There are different strategies to deplete thymocytes in ex vivo pig thymic fragments, including anti-pig CD3 immunotoxin and complement-mediated toxicity (rabbit serum as a source of complements plus anti-pig CD2). However, these two strategies were not effective. The first strategy induced apoptosis in pig thymocytes at higher concentrations, killed SP and DP T cells as well as non-T cells, and left a large population of live thymocytes in the thymus. The latter strategy was not effective in depleting pig thymocytes in thymic fragments ex vivo. Results not shown.

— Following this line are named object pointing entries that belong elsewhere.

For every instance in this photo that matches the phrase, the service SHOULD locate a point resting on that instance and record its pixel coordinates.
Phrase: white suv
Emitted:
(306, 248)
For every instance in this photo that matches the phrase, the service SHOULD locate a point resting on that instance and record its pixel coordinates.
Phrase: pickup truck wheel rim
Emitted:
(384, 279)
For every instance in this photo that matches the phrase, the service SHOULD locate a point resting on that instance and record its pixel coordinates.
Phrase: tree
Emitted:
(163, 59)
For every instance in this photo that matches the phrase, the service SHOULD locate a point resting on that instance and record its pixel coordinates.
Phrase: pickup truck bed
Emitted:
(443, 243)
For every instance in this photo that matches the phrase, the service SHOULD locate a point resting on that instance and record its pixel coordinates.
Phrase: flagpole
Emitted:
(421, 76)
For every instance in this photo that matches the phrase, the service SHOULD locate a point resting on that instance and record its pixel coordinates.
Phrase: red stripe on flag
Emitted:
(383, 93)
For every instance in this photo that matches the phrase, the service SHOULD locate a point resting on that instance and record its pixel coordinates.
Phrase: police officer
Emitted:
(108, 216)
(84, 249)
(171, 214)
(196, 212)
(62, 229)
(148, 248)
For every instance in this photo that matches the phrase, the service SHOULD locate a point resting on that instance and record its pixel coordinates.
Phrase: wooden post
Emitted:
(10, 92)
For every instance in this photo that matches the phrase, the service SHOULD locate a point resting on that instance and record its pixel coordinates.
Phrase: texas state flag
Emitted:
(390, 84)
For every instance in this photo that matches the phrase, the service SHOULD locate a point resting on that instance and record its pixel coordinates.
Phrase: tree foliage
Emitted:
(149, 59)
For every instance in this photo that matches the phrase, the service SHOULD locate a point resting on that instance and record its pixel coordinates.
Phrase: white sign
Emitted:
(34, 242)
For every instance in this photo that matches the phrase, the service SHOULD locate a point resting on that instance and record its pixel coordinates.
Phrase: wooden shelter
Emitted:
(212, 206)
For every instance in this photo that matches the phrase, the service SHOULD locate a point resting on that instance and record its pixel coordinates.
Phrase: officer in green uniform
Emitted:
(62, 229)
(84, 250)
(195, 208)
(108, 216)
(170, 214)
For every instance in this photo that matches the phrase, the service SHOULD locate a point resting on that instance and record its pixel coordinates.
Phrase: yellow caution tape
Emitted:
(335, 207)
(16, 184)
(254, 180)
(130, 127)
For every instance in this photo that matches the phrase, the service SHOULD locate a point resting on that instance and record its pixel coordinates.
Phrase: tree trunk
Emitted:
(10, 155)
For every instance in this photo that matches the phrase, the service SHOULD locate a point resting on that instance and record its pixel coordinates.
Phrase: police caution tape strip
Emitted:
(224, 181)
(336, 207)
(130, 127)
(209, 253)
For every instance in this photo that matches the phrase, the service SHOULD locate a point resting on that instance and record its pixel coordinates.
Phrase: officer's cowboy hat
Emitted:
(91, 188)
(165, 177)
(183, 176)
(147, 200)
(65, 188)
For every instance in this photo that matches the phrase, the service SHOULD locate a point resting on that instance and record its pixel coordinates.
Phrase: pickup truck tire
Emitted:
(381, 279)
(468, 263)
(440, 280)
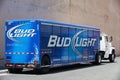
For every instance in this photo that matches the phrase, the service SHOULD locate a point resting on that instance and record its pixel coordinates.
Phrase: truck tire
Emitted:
(112, 56)
(45, 61)
(98, 59)
(19, 70)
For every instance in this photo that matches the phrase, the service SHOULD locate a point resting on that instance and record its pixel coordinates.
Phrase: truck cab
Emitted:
(106, 48)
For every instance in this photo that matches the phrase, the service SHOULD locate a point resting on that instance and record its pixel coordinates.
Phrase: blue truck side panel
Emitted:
(21, 44)
(29, 40)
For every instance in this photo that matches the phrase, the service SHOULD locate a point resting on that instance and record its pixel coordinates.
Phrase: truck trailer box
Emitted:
(40, 44)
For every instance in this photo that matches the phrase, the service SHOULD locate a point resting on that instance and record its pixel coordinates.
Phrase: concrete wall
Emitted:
(101, 13)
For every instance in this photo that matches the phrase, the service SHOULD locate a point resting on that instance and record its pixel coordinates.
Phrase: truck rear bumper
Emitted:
(11, 65)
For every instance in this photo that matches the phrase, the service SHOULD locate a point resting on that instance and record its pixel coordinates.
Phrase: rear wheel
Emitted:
(45, 63)
(112, 56)
(98, 58)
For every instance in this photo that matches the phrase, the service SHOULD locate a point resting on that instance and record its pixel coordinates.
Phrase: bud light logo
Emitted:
(16, 32)
(76, 41)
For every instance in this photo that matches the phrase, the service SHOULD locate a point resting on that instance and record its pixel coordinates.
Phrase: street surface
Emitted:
(105, 71)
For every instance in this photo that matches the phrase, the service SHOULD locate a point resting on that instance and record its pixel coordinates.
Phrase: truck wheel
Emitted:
(15, 70)
(45, 62)
(112, 57)
(98, 59)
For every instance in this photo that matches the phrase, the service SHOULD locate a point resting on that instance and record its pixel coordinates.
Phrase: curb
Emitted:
(4, 71)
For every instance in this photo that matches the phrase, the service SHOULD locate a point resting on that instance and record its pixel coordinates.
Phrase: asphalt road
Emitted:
(105, 71)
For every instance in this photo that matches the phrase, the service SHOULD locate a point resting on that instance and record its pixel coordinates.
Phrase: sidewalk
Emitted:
(3, 70)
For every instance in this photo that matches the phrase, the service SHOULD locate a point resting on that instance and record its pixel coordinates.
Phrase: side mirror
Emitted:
(111, 38)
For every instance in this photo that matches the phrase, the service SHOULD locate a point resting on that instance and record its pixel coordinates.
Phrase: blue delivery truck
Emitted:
(43, 44)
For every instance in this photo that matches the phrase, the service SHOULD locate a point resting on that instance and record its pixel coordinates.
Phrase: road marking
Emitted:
(3, 74)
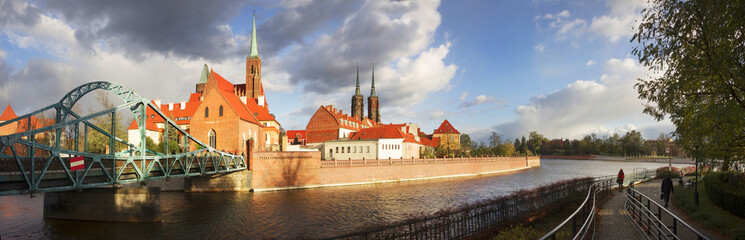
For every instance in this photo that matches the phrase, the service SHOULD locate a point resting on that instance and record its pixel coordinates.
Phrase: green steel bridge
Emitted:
(36, 158)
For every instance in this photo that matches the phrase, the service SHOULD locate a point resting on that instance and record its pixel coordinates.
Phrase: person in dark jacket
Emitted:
(667, 188)
(619, 180)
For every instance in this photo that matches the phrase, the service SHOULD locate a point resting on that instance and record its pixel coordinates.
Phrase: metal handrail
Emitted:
(647, 220)
(602, 184)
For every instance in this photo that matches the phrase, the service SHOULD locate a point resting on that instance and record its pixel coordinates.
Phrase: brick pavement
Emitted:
(614, 222)
(652, 189)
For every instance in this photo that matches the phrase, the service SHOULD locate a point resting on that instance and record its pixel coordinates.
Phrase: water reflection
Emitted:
(320, 212)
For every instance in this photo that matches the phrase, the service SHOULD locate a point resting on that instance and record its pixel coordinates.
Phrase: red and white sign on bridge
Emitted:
(77, 163)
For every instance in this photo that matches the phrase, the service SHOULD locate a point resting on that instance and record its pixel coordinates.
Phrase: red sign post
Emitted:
(77, 163)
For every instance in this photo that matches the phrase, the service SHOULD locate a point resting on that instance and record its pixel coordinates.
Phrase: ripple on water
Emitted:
(320, 212)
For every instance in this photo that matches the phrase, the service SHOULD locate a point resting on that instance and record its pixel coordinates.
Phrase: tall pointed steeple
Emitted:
(358, 108)
(373, 104)
(254, 48)
(357, 91)
(372, 89)
(253, 70)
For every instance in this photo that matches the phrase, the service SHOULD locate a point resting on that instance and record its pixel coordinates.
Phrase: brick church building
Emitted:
(329, 123)
(223, 115)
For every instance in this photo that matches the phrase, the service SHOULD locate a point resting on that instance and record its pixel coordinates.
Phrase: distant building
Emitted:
(381, 142)
(448, 135)
(329, 123)
(296, 137)
(222, 115)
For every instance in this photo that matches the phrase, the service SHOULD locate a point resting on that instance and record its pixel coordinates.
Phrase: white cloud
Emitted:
(478, 100)
(613, 26)
(583, 107)
(463, 96)
(540, 47)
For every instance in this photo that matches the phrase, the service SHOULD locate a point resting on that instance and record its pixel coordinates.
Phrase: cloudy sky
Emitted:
(562, 68)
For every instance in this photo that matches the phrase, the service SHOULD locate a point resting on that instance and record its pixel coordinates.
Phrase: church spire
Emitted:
(372, 90)
(357, 91)
(254, 48)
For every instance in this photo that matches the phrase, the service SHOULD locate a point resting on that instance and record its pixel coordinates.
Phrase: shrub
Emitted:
(518, 232)
(665, 171)
(725, 193)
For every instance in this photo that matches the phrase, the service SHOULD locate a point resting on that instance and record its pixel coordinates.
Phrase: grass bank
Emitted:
(707, 213)
(536, 227)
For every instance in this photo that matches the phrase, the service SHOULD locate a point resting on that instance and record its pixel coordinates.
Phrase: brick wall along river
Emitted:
(318, 212)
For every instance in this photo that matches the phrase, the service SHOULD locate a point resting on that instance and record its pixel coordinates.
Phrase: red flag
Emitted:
(77, 163)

In view of these results, the following reagents were tested to deplete pig thymocytes ex vivo using the following method: • Day 0: Thaw pieces of pig thymus, incubate with one of the following (in triplicate): a) Cyclosporin A b) Hydrocortisone c) Notch inhibitors (gamma secretase=GSi inhibitors) d) ABT-737 e) 2 deoxyguanosine f) 2D glucose g) No treatment • At different time points, tissues were digested and tested for cell percentages dead and apoptotic. See Figure 3B.

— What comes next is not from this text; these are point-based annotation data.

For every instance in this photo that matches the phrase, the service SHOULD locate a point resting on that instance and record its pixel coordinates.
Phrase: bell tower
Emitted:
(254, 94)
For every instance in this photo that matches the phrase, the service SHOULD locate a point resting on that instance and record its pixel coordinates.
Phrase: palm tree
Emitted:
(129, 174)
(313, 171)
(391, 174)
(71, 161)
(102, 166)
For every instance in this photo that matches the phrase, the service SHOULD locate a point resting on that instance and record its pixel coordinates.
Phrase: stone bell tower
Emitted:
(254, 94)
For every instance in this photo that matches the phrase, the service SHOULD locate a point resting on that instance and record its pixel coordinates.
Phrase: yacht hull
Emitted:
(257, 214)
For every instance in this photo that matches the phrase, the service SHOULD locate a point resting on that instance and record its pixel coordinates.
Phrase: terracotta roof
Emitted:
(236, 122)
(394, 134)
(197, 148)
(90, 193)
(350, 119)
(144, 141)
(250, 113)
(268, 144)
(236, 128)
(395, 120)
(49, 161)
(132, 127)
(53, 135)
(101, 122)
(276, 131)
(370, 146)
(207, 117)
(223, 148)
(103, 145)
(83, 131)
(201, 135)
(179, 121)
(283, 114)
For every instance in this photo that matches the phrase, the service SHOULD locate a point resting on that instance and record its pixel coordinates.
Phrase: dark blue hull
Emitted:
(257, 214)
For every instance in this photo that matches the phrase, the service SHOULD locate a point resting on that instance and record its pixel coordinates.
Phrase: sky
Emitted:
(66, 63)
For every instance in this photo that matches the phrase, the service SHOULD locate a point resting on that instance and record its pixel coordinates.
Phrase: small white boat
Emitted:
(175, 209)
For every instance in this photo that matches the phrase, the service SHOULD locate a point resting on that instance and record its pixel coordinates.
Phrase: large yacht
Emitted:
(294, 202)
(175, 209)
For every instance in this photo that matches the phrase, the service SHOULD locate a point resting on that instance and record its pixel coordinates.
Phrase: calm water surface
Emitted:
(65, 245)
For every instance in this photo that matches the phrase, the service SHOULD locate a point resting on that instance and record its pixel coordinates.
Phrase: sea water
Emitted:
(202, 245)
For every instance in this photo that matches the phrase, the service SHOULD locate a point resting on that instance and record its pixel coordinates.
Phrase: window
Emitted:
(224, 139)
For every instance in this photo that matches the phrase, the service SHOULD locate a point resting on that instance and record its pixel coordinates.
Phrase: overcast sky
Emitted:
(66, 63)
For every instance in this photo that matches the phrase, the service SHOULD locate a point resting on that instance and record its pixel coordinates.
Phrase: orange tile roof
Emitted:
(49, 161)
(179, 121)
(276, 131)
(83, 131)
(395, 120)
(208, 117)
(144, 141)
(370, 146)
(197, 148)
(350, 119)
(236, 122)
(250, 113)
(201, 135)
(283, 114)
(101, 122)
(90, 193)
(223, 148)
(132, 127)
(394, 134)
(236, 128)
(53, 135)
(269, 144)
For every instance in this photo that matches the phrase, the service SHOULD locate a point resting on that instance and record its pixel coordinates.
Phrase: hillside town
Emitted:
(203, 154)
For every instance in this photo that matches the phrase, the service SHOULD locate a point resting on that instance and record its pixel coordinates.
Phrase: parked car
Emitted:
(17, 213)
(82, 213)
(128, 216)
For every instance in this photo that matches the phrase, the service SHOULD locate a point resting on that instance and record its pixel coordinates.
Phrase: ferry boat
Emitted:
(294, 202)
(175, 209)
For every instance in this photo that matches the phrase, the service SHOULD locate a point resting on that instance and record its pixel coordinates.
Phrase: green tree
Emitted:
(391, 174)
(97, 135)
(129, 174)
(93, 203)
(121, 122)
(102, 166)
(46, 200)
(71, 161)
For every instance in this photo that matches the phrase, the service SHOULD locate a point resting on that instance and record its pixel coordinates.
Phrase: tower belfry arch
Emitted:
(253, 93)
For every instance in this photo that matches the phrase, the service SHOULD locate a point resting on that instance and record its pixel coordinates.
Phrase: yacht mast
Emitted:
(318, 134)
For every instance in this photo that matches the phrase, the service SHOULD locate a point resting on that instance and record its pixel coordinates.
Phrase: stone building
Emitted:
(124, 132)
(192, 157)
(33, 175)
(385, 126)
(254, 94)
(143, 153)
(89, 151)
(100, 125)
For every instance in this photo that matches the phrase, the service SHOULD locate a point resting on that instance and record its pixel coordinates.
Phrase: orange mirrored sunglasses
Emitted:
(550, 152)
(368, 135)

[00155] Ex vivo conditioning with 2-deoxyglucose (2DG, 100mM) for 12 hours was the best approach to deplete thymocytes, keeping stromal cells alive. The ratio of living CD4 and CD8 double positive cells remaining (DP) or SP-CD8 or CD4 single positive cells (SP) (SP-CD4) to double negative cells (DN), which contain the stromal cells, was used as readout. Treatment with 100nM 2DG for 12 hours resulted in the lowest ratios and, therefore, was the best strategy for thymocyte removal while preserving stromal cells. See Figure 3C Hybrid Thymus Generation

[00156] Using the 2DG treatment to deplete pig thymocytes and the Hamilton syringe (Method C described above) for injection of human thymus stromal cells, a hybrid thymus was generated and tested in vivo. Specifically, two vials of fetal pig thymus were thawed. After pipetting up and down to release as many thymocytes as possible, half of the pieces were treated with 100 mM 2DG for 12 hours and the other half remained untreated.

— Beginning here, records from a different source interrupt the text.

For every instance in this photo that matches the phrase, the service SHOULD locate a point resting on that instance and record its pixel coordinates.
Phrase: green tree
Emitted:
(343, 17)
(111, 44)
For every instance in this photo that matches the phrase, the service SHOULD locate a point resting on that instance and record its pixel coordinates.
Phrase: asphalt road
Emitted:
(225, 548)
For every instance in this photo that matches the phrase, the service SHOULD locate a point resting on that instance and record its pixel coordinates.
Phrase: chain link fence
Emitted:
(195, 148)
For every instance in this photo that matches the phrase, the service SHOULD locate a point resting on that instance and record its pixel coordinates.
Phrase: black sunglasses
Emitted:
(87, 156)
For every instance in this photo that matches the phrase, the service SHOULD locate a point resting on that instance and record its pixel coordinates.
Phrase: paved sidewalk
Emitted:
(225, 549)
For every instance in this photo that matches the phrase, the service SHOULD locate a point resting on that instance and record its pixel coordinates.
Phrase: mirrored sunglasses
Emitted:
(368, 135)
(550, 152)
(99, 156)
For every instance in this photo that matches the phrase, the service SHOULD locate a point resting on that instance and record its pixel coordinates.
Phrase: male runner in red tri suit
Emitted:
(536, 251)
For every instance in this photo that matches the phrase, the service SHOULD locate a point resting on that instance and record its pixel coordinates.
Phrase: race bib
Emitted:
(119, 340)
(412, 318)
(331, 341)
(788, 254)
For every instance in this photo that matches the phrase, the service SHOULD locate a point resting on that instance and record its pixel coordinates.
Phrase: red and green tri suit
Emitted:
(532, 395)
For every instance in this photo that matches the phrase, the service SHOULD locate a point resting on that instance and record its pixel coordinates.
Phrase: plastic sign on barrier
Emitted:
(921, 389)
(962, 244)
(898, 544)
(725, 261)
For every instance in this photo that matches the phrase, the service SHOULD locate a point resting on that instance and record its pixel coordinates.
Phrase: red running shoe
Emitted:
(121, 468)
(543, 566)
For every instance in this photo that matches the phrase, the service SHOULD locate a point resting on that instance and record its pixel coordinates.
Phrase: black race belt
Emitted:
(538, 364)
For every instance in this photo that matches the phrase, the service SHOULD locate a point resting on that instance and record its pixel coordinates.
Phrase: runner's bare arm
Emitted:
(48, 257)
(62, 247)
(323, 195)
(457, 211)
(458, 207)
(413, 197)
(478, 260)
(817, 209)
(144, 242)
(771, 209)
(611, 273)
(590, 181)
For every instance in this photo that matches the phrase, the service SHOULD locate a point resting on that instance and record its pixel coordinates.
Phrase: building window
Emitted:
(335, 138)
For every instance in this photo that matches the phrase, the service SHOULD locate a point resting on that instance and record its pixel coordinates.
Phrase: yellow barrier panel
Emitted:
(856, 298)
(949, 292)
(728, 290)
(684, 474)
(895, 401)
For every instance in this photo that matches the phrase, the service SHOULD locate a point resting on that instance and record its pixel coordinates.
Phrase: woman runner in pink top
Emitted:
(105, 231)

The next day, six vials of human fetal thymus were thawed. After pipetting up and down to release as many thymocytes as possible, liberase was used to digest and release the stromal cells and make a single cell suspension. After depletion of human CD45+ cells using activated magnetic cell sorting (MACS), 10 million thymic stromal cells were dissolved in 150 µl of cold Matrigel at a concentration of 66,000 cells per µl. About 10 µl of the cells (about

660,000 thymic stromal cells) were injected into each piece of fetal pig thymus (2DG treated and untreated). The pieces were kept with fine tweezers at room temperature for about 2 minutes until the Matrigel solidified. Then, each piece was transferred to a well of a 96-well plate containing a medium with 10% human serum. As a control, some parts were not injected with human thymus stromal cells. After 10 minutes in the incubator, the plate was transferred on ice to the setting of mice for transplantation into immunodeficient NSG mice. The recipient mice were previously thymectomized, therefore they had no native mouse thymus and the only site for thymopoiesis was the grafted thymic fragments. NSG recipient mice were first irradiated (100 cG), followed by injection of human fetal liver-derived CD34+ hematopoietic stem cells (HSCs). Then, a piece of the thymus was transplanted under the kidney capsule of each recipient mouse.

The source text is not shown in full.